The purpose of the query is to show all records from a table that are duplicated along several columns (user selectable).
SELECT usr_id,
team_name, team_streetno, team_city,
usr_firstname, usr_lastname, usr_jobtitle, usr_department, usr_email
FROM team c
JOIN usr p on p.team_id=c.team_id
JOIN
(
select match_firstname, match_lastname, match_jobtitle, match_department, match_email ,
match_team_name, match_team_streetno, match_team_city
FROM usr
JOIN team on usr.team_id=team.team_id
GROUP BY match_firstname, match_lastname, match_jobtitle, match_department, match_email,
match_team_name, match_team_streetno, match_team_city
HAVING count(usr_id)>1
) AS sub
ON sub.match_team_name = c.match_team_name
AND sub.match_team_streetno = c.match_team_streetno
AND sub.match_team_city = c.match_team_city
AND sub.match_firstname = p.match_firstname
AND sub.match_lastname = p.match_lastname
AND sub.match_jobtitle = p.match_jobtitle
AND sub.match_department = p.match_department
AND sub.match_email = p.match_email
ORDER BY usr_firstname, usr_lastname, usr_jobtitle, usr_department, usr_email,
team_name, team_streetno, team_city
The EXPLAIN output looks like this:
I tried this variation to make arrays out of the duplicated usr_id's and JOIN back to the usr table using = ANY
; that increased the duration by about 15%.
SELECT u.usr_id
, t.team_name, t.team_streetno, t.team_city
, u.usr_firstname, u.usr_lastname, u.usr_jobtitle, u.usr_department, u.usr_email
FROM (
SELECT array_agg(u1.usr_id) dups
FROM usr u1
JOIN team t1 ON u1.team_id = t1.team_id
GROUP BY match_firstname, match_lastname, match_jobtitle, match_department, match_email
, match_team_name, match_team_streetno, match_team_city
HAVING count(usr_id)>1
) AS dup
JOIN usr u on u.usr_id = ANY (dup.dups)
JOIN team t on t.team_id = u.team_id
ORDER BY u.usr_firstname, u.usr_lastname, u.usr_jobtitle, u.usr_department, u.usr_email
, t.team_name, t.team_streetno, t.team_city
Look forward to your suggestions.
Consolidating comments
Tried WITH TMP AS (... ,count(*) over (partition by...) c FROM ..) WHERE c>1
, which fared worse than the arrag_agg/ANY approach.
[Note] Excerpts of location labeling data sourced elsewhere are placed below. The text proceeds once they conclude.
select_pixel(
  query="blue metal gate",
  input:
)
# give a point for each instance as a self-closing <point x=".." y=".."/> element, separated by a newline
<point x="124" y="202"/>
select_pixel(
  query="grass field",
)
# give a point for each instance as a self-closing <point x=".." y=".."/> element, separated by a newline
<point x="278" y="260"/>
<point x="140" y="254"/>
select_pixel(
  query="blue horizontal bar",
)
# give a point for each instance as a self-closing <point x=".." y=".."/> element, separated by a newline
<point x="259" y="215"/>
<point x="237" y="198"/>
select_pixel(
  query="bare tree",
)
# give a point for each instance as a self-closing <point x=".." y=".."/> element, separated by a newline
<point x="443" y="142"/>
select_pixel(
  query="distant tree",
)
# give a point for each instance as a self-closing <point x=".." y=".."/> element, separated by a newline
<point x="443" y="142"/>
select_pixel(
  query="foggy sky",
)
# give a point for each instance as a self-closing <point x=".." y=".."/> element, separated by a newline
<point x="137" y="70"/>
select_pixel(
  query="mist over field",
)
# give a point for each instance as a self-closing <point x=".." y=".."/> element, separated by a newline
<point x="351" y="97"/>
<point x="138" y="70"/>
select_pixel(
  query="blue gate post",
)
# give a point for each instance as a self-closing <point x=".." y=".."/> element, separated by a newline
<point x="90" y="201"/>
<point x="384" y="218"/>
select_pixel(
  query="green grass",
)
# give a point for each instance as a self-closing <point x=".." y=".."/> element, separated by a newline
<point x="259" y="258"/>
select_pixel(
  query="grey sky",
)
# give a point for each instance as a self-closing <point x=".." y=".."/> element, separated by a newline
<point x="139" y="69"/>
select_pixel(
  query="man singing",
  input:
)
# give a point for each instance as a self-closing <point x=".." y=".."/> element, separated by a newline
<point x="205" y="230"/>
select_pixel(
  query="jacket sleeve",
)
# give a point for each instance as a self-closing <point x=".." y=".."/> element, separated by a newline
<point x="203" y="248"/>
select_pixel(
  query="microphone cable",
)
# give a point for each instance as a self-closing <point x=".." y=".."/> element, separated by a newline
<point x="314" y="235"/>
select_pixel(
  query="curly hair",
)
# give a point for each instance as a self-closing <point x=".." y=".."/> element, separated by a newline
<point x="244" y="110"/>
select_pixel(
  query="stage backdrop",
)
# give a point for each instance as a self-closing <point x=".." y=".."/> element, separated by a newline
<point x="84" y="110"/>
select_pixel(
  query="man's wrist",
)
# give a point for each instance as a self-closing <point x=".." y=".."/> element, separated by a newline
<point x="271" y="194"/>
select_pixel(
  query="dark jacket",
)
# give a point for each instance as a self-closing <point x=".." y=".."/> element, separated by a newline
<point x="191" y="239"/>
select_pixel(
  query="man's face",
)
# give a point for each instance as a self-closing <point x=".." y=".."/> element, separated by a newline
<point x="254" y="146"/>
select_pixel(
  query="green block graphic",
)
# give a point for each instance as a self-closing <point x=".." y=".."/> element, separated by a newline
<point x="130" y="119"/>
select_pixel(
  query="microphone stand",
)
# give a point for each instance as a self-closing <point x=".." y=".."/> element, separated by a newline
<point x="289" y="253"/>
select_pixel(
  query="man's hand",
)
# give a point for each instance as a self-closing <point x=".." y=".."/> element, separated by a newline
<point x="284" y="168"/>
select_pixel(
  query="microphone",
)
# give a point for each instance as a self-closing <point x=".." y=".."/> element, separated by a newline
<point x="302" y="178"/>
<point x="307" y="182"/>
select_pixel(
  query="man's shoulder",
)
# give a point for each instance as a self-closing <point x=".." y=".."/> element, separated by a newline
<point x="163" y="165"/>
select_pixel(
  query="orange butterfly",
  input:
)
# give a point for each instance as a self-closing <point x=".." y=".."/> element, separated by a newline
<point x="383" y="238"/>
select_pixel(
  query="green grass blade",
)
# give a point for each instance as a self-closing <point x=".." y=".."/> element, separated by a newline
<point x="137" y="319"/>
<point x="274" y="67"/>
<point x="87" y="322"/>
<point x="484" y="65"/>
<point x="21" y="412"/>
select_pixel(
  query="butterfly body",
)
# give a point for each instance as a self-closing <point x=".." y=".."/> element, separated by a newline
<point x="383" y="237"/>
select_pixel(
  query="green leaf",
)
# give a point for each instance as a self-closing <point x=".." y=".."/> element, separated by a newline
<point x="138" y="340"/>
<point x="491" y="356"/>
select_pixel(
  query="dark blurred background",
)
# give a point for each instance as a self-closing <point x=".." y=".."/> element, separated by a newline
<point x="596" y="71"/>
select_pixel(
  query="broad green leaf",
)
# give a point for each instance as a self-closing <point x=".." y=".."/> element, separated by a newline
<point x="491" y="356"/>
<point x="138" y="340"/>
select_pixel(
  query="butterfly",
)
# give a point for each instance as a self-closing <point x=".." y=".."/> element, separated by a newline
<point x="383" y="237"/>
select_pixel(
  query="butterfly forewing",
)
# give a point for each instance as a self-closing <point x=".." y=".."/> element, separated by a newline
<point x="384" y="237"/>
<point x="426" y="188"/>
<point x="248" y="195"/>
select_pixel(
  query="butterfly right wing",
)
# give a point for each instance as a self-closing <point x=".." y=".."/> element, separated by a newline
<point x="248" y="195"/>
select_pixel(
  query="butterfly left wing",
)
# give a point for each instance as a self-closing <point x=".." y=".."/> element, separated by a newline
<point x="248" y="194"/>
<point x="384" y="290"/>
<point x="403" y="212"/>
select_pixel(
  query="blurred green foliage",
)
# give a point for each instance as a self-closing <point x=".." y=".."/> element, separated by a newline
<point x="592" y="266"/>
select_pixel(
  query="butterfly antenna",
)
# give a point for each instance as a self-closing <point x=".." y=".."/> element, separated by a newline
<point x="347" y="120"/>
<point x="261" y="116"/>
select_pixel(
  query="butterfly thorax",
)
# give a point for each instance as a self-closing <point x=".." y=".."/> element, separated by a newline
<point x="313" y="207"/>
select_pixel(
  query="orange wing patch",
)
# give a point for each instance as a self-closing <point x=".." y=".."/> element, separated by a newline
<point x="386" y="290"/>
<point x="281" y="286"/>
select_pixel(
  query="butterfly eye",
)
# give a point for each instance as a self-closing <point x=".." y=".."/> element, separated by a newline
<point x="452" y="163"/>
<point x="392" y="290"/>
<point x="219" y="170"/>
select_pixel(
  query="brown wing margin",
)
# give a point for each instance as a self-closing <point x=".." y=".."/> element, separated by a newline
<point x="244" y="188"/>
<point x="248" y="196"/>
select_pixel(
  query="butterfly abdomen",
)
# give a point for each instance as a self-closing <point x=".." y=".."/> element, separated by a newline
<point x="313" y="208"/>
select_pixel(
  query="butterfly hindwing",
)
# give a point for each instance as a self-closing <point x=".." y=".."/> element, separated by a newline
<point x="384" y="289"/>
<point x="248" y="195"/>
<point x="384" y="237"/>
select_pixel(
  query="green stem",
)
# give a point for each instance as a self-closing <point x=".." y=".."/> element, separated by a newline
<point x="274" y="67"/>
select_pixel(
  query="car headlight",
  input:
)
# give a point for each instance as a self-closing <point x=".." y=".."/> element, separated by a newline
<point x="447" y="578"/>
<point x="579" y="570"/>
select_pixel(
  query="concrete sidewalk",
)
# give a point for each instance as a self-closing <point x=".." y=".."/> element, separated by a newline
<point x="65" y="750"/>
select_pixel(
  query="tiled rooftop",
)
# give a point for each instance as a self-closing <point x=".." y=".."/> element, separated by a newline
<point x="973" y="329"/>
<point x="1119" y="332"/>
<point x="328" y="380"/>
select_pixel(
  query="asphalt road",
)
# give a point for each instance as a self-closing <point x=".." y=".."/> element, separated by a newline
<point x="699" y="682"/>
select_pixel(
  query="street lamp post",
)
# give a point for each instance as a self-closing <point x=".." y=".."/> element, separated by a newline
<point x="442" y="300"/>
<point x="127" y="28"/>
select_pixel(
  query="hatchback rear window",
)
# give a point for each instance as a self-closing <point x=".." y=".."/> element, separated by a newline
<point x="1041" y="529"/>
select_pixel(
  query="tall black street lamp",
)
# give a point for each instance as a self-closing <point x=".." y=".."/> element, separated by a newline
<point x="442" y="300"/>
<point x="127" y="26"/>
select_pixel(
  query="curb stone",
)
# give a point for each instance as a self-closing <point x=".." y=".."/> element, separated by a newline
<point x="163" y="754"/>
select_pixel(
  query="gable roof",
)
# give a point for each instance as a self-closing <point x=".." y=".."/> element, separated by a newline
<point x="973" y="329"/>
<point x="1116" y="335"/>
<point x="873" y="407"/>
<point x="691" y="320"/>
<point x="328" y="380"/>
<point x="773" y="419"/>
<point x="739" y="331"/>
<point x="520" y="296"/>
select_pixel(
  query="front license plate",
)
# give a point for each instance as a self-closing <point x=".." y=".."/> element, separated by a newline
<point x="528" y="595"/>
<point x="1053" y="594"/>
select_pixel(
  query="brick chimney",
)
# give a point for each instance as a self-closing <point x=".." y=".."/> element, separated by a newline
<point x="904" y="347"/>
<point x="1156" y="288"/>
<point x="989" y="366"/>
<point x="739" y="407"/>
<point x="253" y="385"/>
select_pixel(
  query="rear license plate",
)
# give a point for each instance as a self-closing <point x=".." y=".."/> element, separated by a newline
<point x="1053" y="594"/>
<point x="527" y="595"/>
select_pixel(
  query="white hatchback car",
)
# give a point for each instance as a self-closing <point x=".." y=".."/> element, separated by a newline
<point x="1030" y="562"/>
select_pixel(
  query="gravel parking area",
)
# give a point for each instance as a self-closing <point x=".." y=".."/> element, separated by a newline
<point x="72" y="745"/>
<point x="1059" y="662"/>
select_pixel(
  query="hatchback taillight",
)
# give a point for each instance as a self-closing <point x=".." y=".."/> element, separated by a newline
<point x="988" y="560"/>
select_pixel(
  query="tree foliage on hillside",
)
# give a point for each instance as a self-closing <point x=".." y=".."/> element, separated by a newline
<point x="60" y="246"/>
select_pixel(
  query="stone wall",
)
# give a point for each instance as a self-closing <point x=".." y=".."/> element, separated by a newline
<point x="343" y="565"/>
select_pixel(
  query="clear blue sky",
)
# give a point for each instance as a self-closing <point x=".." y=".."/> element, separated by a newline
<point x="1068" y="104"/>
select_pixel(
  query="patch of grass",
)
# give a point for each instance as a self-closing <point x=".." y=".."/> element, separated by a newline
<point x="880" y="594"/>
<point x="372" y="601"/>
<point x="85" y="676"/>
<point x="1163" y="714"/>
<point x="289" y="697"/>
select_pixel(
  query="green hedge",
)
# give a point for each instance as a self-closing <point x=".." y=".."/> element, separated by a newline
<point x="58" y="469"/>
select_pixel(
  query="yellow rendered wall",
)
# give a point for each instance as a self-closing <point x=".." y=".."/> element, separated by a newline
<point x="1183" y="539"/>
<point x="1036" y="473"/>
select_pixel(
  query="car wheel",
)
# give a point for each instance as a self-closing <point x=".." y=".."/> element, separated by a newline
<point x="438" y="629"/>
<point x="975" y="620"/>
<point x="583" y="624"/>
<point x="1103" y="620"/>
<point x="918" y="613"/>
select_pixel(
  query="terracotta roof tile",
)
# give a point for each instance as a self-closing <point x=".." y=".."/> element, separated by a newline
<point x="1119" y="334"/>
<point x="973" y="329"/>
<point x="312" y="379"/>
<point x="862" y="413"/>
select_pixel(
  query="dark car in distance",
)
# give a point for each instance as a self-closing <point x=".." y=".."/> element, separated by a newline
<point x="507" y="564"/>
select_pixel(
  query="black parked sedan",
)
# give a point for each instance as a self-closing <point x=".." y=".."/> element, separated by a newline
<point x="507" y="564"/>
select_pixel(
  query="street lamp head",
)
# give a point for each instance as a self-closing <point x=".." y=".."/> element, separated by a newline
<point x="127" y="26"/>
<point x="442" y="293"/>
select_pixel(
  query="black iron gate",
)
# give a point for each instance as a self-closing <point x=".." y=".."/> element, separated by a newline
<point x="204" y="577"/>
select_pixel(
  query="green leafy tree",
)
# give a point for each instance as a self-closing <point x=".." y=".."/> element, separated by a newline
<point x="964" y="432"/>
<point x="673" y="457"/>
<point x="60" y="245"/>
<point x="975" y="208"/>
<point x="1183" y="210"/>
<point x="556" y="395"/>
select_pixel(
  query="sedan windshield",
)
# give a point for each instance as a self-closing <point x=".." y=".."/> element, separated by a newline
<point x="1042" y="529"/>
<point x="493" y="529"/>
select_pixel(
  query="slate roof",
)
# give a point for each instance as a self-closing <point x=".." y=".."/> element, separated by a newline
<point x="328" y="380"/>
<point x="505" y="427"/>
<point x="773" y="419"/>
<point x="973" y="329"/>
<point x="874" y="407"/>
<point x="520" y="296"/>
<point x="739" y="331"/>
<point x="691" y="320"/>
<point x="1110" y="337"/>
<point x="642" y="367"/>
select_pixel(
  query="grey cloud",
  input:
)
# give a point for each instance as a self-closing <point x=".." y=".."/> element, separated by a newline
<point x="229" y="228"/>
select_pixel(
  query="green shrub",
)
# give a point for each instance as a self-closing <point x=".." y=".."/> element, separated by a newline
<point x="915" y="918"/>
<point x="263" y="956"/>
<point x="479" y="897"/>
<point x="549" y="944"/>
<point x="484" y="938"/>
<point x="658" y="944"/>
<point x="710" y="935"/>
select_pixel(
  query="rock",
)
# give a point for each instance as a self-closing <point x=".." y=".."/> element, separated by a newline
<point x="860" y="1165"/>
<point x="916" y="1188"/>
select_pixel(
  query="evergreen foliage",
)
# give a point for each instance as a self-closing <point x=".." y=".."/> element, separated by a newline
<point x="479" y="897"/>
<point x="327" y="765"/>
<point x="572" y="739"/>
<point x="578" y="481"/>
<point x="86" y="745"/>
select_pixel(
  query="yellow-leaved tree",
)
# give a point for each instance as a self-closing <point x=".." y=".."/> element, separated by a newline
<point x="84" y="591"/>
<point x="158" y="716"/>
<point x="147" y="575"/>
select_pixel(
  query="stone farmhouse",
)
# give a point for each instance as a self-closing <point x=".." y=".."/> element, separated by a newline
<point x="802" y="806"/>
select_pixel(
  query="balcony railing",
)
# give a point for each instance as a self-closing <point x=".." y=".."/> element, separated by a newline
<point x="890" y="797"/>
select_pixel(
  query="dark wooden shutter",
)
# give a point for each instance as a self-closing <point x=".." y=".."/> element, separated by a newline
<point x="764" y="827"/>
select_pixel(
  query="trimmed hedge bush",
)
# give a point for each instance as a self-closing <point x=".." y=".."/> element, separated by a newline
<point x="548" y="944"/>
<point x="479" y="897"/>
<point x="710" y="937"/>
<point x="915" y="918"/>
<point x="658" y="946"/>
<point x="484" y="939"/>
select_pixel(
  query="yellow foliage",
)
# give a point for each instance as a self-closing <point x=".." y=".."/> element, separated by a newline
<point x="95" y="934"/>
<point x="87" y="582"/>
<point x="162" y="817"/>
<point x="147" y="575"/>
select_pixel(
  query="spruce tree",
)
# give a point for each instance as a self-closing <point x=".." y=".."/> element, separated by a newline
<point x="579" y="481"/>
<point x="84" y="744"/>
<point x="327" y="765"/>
Seems like windowing functions in PostgreSQL is not that great, or it needs to be rewritten in another form.
For context, consider census data. If someone else filled it for you, he may fill in Tom one year, Thomas or Tomas the next. The "match" columns are derived from the base columns.
EXISTS
has been tried, but didn't perform as well as the code shown above.
COUNT(*) OVER (PARTITION BY ...)
would be a test candidate.EXISTS
way?HAVING COUNT(*)>1
condition).GROUP BY
, depending on your version of Postgres ...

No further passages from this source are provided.